Let’s say a storage node gets 12 audits in 12 hours. If it failes one that would translate into 1 hour offline time. If the storage node gets only 2 audits in 12 hours and is failing one that would translate into 6 hours offline time. The system is getting inaccurate the less audits a storage node is receiving. To compensate that we are starting with a fairly high tollerance. 0.6 means a storage node can be offline up to 288 hours in a month (best case with many audits and high accuracy). Worst case 36 times one minute offline time and bad luck that the satellite was sending only 1 audit every 12 hours and hits 36 times exactly that one minute.

What happens if a storage node is not getting 1 audit every 12 hours? If the audit history is not filled with at least one data point every 12 hours for the full 30 day periode the score will stay at 1 and ignore all downtimes. I would call it a bug and not a feature. The idea is that unvetted nodes are not getting suspended. We want to fill them with enough data first to be able to make a fair judgment. That idea is great but it is currently implemented to early in the process. The score should be updated but suspension shouldn’t kick it. An unvetted nodes should see the impact and correct its behavior. Currenlty I would expect to see a score of 1 for most of the nodes even if they had downtime. It will take 30 days before the first nodes might see the real score.
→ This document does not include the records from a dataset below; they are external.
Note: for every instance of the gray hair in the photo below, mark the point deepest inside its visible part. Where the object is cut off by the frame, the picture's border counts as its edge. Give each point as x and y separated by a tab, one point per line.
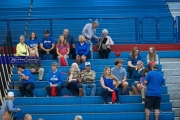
66	30
79	117
105	31
27	116
54	64
22	36
95	22
141	62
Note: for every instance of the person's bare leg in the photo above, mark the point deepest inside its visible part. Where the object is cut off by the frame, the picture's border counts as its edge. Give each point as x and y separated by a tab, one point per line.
78	60
135	90
125	86
147	112
157	112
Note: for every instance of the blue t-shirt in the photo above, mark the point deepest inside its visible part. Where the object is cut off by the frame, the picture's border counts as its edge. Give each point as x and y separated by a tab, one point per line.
155	81
27	72
32	43
82	49
55	78
108	82
134	61
137	75
47	42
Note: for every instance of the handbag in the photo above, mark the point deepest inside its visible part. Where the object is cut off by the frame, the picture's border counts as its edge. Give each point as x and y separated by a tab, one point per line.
6	115
113	98
63	61
53	91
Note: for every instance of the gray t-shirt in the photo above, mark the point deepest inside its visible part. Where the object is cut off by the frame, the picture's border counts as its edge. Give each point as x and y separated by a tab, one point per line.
119	72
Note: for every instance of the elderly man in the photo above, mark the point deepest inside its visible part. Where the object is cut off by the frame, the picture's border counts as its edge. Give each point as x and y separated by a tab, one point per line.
88	79
71	42
89	32
35	66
These values are the current config values and we are going to update them over time. My expectation is that we will suspend nodes earlier at the end and don’t let them stay offline for up to 288 hours. On the other side I don’t think the 12 hour window is going to change much which means with 60 datapoints the satellite has to make a decision. With 2 deployments in a month we need to tollerate at least 2 data points. This translate to at least 36 hours downtime in a month. Likely a bit more. That is my personal expectation and ofc I could be wrong with this. So let’s end my statement with all these values can be changed. I will try to keep you all updated.